As described herein, embodiments of the present invention can, among other things, facilitate treatment of varicose veins. For instance, one embodiment of the present invention includes a method for tumescent anesthesia-free treatment of a body lumen having a lumen wall. The method can involve positioning an inflatable balloon assembly at a location in the body lumen to be treated, the inflatable balloon assembly having a porous balloon chamber and one or more pores in an outer wall. The method also can involve inflating the porous balloon assembly into an inflated configuration in a manner that the outer wall of the inflatable balloon assembly abuts the lumen wall. Furthermore, the method can involve forcing a sclerotherapeutic agent to exit the one or more pores of the inflatable balloon assembly and to contact the lumen wall. In addition, the method can involve retaining the sclerotherapeutic agent between the lumen wall and the outer wall of the inflatable balloon assembly when the inflatable balloon assembly is in the inflated configuration.
Another embodiment can include a method for tumescent anesthesia-free treatment of a body lumen having a lumen wall. Such method can involve positioning an inflatable balloon assembly at a location in the body lumen to be treated, the inflatable balloon assembly having multiple porous balloon chambers folded around a guidewire. Moreover, the method can include unfolding and expanding the multiple porous balloon chambers of the inflatable balloon assembly into an unfolded configuration in a manner that outer walls of the multiple porous balloon chambers abut the lumen wall. Still further, the method can include forcing a sclerotherapeutic agent through one or more pores of the multiple porous balloon chambers to contact the lumen wall. The method also can include retaining the sclerotherapeutic agent between the lumen wall and the outer walls of the multiple porous balloon chambers when the multiple porous balloon chambers are in the unfolded configuration.

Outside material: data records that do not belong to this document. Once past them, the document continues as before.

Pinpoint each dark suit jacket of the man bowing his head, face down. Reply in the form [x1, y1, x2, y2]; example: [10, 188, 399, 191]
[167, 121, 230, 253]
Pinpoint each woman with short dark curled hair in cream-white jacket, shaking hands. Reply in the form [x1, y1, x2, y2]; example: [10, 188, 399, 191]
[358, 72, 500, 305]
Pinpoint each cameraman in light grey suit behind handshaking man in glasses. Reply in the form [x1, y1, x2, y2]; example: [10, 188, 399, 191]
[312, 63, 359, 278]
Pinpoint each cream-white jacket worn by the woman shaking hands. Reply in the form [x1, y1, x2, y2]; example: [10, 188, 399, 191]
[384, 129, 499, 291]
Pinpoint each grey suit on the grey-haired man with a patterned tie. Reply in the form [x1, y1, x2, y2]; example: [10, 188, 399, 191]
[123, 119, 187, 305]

Another embodiment may include a device for administering a beneficial agent into a body lumen. As noted above, such beneficial agent may be a sclerotherapeutic agent. The device can include a balloon assembly having a compliant balloon chamber with a chamber wall and at least one pore in the chamber wall, the at least one pore being located at a reinforcement in the chamber wall.
It should be understood that the embodiments in this disclosure represent only a small fraction of the available options to practice the invention. In other words, the described embodiments are to be considered in all respects only as illustrative and not restrictive. Because of the broad applicability of the invention in the field sclerotherapy of body lumens, those with ordinary skills in the art will be able to design many additional embodiments, which will be within the scope of the invention. Accordingly, the present invention may be embodied in other specific forms without departing from its spirit or essential characteristics. The scope of the invention is, therefore, indicated by the appended claims rather than by the foregoing description. All changes that come within the meaning and range of equivalency of the claims are to be embraced within their scope.